Malgré les efforts des médecins, cette anomalie n’a pu être corrigée. Un jour, Bouba revient du travail très affligé. Dans sa tête, cette cuisante idée de sa prochaine progéniture. Un collègue de son service a reçu la visite de deux de ses enfants. Bouba les a longuement observé et cela a fin d’attiser son désir de s’assurer une progéniture. Il se place au salon, touchant à peine le plat que Hajo lui a servi. Elle s’installe aux côtés de son mari dans le canapé pour s’enquérir du problème qui le mettait dans cet état. Très affligé, Bouba réussi quand même à lui dire sa préoccupation. Après plusieurs échanges, les deux s’entendent sur l’idée d’une seconde épouse. Hajo accueillit la nouvelle avec joie. Trois mois plus tard, Bouba est à nouveau jeune marié, marié à Habsatou, une jeune fille de 20 ans. Aujourd’hui, cinq ans plus tard, le jeune couple a trois enfants, deux garçons et une fille. Bouba ne jure désormais que par ces trois enfants. Même Habsatou se plaint souvent du fait que Bouba n’a d’yeux que pour les enfants, accordant très peu de temps à elles, ses femmes.

Sur la même lancée, Bouba a fait venir chez lui Fati, la mère de Habsatou pour s’occuper des enfants car, leur mère est inf irmière de son état. Quand Habsatou va au travail, Fati s’occupe des enfants. Cette situation finit par réveiller la jalousie de Hajo qui exige à son mari la présence de sa mère aussi. Ainsi, Dijé la mère de Hajo rejoint le foyer de sa f ille Habsatou. C’est parti pour les intrigues avec la présence de deux mégères dans la maison. Malgré tout, Bouba est resté imperturbable, ne prêtant guère l’oreille ni à l’une ni à l’autre. Sa principale et unique préoccupation restait ses enfants qu’il chérissait sans commune mesure. Et cela crevait les yeux de Hajo et de sa mégère.

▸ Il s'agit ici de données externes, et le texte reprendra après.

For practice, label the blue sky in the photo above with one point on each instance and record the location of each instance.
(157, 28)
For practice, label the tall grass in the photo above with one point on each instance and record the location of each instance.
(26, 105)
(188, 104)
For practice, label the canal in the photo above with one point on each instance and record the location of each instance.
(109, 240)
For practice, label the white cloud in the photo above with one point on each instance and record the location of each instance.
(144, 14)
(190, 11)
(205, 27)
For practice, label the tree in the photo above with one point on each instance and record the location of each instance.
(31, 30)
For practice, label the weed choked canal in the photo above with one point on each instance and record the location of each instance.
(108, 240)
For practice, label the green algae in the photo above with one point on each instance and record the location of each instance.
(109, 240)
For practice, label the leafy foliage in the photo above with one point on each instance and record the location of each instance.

Un jour, Hajo, sa mère et ses trois enfants entreprennent un voyage au village pour y passer deux semaines de vacances. Habsatou et sa mégère sont aux anges. Enfin une occasion de rester seules à la maison, d’avoir entièrement à leur disposition Bouba qu’elles mèneraient à leur guise. Surtout, Habsatou se mettait à imaginer plusieurs subterfuges pour que désormais Bouba n’ait plus de regard sur Hajo et sa marmaille à

Il faisait nuit. Après des années de mariage et sous les conseils éclairés de sa mégère, Habsatou a fini par cerner tous les points faibles d’un homme, de son homme Bouba. Sa mère lui a enseigné des choses, elle lui a conseillé des choses, des ingrédients, des aphrodisiaques pour davantage s’attacher l’attention de son homme. Et, en cette occasion, Habsatou a décidé de maximiser les choses.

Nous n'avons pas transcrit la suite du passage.